Cancelled SSE stream keeps generating tokens — backend bills accumulate after user closes the tab

User closes a long-running chat tab. Frontend SSE connection drops. But the backend keeps reading from the LLM stream until the model finishes (could be 30+ seconds). Tokens are billed. With 10K daily users abandoning slow streams, this added $1,200/month in pure waste.

What happened

Chat app with streaming responses. User asks a question, model streams ~5K tokens of output. Average user reads ~30 tokens before deciding the response isn't useful and closes the tab.

Naive backend:

@app.post("/chat")
async def chat(req):
    stream = await client.messages.create(stream=True, ...)
    async def emit():
        async for chunk in stream:
            yield f"data: {chunk.json()}\n\n"
    return StreamingResponse(emit(), media_type="text/event-stream")

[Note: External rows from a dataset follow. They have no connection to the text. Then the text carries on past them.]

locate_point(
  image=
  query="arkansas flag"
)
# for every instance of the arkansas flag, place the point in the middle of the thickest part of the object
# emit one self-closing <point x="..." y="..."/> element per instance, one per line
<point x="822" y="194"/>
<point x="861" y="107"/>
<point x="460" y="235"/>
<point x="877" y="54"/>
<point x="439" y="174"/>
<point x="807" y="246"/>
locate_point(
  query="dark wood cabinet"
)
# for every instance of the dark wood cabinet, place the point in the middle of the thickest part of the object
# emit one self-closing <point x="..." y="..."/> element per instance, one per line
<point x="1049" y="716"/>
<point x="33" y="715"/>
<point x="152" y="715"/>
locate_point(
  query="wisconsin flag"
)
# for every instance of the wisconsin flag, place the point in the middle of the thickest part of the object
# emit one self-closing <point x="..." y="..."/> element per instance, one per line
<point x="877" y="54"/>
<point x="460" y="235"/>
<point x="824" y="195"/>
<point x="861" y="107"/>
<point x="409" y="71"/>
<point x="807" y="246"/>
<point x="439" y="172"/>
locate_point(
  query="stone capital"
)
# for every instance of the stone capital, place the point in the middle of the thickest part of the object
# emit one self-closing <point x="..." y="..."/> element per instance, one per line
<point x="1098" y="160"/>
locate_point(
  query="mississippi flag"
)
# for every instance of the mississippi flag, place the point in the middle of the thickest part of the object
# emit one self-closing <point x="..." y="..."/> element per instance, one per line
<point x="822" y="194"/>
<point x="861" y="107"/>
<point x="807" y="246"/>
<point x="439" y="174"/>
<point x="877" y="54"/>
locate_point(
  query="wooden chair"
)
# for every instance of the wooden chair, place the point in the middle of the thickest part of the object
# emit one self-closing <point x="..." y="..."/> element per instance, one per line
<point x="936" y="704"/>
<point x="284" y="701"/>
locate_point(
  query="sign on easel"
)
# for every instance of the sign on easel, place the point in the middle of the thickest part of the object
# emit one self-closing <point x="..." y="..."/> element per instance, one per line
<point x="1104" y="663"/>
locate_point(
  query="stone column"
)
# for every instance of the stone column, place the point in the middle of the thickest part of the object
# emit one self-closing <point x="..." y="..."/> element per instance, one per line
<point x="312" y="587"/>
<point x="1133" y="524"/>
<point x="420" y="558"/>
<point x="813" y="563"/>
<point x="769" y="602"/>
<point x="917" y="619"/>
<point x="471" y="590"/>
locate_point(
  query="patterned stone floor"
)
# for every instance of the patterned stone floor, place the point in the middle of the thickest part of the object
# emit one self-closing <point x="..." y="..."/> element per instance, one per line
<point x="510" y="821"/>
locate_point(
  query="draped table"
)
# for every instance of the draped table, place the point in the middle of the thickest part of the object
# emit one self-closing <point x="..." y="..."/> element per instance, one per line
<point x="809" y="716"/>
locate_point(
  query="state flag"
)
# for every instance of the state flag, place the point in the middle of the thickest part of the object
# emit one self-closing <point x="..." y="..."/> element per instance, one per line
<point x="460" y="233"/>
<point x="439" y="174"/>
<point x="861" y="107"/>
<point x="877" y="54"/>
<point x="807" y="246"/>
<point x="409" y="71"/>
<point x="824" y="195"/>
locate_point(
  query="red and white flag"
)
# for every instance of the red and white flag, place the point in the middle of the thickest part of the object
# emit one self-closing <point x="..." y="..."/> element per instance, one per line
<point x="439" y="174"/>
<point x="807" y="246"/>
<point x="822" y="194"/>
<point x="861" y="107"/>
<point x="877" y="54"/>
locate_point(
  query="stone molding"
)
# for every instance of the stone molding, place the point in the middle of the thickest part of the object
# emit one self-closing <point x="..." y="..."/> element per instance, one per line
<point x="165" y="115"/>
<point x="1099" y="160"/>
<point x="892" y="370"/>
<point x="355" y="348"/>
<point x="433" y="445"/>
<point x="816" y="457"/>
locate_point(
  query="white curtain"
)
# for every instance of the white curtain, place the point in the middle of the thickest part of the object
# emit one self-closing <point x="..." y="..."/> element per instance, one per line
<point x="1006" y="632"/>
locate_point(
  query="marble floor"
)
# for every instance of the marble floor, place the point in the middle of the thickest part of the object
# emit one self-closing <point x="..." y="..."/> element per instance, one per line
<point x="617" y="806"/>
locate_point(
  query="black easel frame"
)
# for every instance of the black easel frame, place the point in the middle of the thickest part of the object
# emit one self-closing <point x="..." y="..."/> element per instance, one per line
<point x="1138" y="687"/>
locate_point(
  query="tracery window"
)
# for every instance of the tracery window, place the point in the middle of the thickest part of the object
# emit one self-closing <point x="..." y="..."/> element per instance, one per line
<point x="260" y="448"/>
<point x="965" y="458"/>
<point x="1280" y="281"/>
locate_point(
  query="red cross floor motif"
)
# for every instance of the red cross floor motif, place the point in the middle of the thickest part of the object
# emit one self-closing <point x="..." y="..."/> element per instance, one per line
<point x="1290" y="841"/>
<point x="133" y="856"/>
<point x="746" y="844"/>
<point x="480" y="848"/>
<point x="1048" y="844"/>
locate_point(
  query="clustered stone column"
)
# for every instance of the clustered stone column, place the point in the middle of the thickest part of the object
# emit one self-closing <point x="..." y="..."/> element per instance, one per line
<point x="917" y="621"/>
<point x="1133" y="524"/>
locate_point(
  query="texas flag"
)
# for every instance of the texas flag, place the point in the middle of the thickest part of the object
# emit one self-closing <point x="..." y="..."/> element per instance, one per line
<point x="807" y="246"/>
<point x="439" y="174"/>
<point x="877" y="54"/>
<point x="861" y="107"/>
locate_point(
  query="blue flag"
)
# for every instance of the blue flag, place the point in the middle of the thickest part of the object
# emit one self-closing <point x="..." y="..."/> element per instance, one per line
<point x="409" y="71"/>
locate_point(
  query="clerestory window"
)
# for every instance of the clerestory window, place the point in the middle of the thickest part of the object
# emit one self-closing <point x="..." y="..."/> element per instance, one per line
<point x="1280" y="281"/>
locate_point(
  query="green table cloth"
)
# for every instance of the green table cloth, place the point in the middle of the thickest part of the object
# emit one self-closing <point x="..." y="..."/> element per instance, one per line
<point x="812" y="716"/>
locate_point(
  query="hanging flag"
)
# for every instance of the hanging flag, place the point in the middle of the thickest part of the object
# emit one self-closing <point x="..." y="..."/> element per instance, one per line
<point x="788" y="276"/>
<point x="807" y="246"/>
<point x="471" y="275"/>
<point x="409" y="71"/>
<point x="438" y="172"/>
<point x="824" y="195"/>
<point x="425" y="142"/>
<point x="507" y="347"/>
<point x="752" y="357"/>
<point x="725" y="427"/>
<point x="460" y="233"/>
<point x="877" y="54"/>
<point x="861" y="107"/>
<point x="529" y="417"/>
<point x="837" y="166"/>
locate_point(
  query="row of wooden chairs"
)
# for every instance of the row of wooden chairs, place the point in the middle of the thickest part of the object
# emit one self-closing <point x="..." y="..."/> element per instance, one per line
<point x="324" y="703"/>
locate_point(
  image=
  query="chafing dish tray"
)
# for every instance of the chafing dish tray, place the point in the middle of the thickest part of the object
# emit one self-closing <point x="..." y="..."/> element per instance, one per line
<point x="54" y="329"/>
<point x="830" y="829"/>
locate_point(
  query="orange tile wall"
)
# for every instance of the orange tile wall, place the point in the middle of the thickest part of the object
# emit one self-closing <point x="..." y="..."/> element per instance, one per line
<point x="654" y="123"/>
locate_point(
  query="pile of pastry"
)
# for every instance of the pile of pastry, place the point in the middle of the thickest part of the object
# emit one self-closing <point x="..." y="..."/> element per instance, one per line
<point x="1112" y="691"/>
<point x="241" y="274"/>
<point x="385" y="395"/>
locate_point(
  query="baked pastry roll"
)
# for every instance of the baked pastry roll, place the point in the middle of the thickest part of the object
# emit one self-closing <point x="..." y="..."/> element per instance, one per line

When the client disconnects, FastAPI raises ClientDisconnect eventually, but the async for chunk in stream loop keeps pulling from the model. The model continues generating. Tokens are billed.

Per-user cost difference per cancelled response:

Tokens emitted to user: ~30
Tokens generated server-side after disconnect: ~4,970
Cost ratio: 99.4% wasted

Diagnosis

The httpx/anthropic/openai SDK streams keep the upstream HTTP connection open and keep reading bytes. Closing the client connection downstream doesn't propagate upstream automatically. You have to explicitly cancel.

The fix

Watch for client disconnect and abort the upstream stream:

import asyncio
from fastapi import Request
@app.post("/chat")
async def chat(req: Request):
    stream = await client.messages.create(stream=True, ...)
async def emit():
        try:
            async for chunk in stream:
                if await req.is_disconnected():
                    break  # bail out
                yield f"data: {chunk.json()}\n\n"
        finally:
            await stream.aclose()  # explicit abort — important
return StreamingResponse(emit(), media_type="text/event-stream")

stream.aclose() (or stream.cancel() in some SDKs) sends a TCP close to the model provider. Most providers stop billing within a token or two.

After fix: average wasted tokens per cancelled response dropped from 4,970 to ~12.

Takeaway

Streaming responses are asymmetric — closing the downstream connection does NOT cancel the upstream model call. Wire the disconnect signal explicitly. And if you're using a framework that wraps SSE, verify it handles this — many don't.